Gallan Head where Eagles soar
Gallan Head is a high promontory on the Isle of Lewis in the Western Isles of Scotland, and is the most North-Westerly point of Britain.
It is a piece of land of strange beauty and a powerful spiritual energy, with fantastic views of historical islands and landscape features in a great sweeping arc around it. From its highest point there is a 360 degree view of all the surrounding sea, wildlife, islands and land, and at night – dark, unpolluted skies afford vast astronomical potential.
It is here that we hope, in a few years, to open an observatory, for both wildlife and sea watching and the many phenomena of the heavens, housed in a specially designed building which will add to, rather than detract from the natural landscape. This will be known at the Cetus Project – listening to whales in the sea and watching the constellation Cetus in the night sky. This project has the enthusiastic support of the Stornoway Astronomical Society and John Brown, the Astronomer Royal for Scotland, who has become patron of the project.
Although its known history as a place of surveillance goes back only 100 years or so, it is easy to speculate, once standing on the headland, that this was a stopping-off point for Neolithic and Bronze Age sea travelers, a place where anxious islanders watched out for invading Vikings and kept an eye on the seas during times of war in the ensuing centuries.
By the summer of 2016 the land will be cleared of hazards left by the MOD and the old buildings made safe, so the land will once again be open to both the people of Uig, who have not had access to it for 60 years, and members of the public who have in recent years been deterred by the off-putting MOD notices. We wish to welcome everyone to share with us the experience of this beautiful place.
We will be working towards the construction of a path to the highest point, this to be accessible by people of all abilities. We believe this will be the first pathway in the Western Isles with full disabled access.
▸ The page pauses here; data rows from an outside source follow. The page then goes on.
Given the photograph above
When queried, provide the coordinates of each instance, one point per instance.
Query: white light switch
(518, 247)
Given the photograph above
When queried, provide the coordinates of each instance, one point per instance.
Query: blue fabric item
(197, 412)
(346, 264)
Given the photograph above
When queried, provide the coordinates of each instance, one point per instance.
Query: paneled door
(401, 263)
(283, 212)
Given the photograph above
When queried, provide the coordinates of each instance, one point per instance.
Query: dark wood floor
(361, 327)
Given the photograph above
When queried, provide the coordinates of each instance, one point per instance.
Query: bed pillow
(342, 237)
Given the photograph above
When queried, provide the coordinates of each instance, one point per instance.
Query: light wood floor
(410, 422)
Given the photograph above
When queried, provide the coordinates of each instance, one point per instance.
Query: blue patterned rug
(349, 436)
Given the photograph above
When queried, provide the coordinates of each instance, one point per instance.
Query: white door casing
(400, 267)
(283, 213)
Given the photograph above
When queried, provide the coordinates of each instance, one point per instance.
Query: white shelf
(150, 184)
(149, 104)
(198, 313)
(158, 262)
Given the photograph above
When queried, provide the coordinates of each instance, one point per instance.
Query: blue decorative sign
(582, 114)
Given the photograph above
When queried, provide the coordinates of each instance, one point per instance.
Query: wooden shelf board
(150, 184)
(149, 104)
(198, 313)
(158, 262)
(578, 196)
We will be opening up the house known as Gallan Beag, which is at the end of the old RAF camp, as a small Visitor Centre, information point and tea-room – so, either before you visit the land, or after, you can come in, have a cup of tea, learn more about our plans for the future, see and purchase art and craft work by local creative people, most of it unique to this outlet and not available elsewhere, and sit and listen to the sounds of marine life in the surrounding waters – and if you are lucky, even whales and dolphins.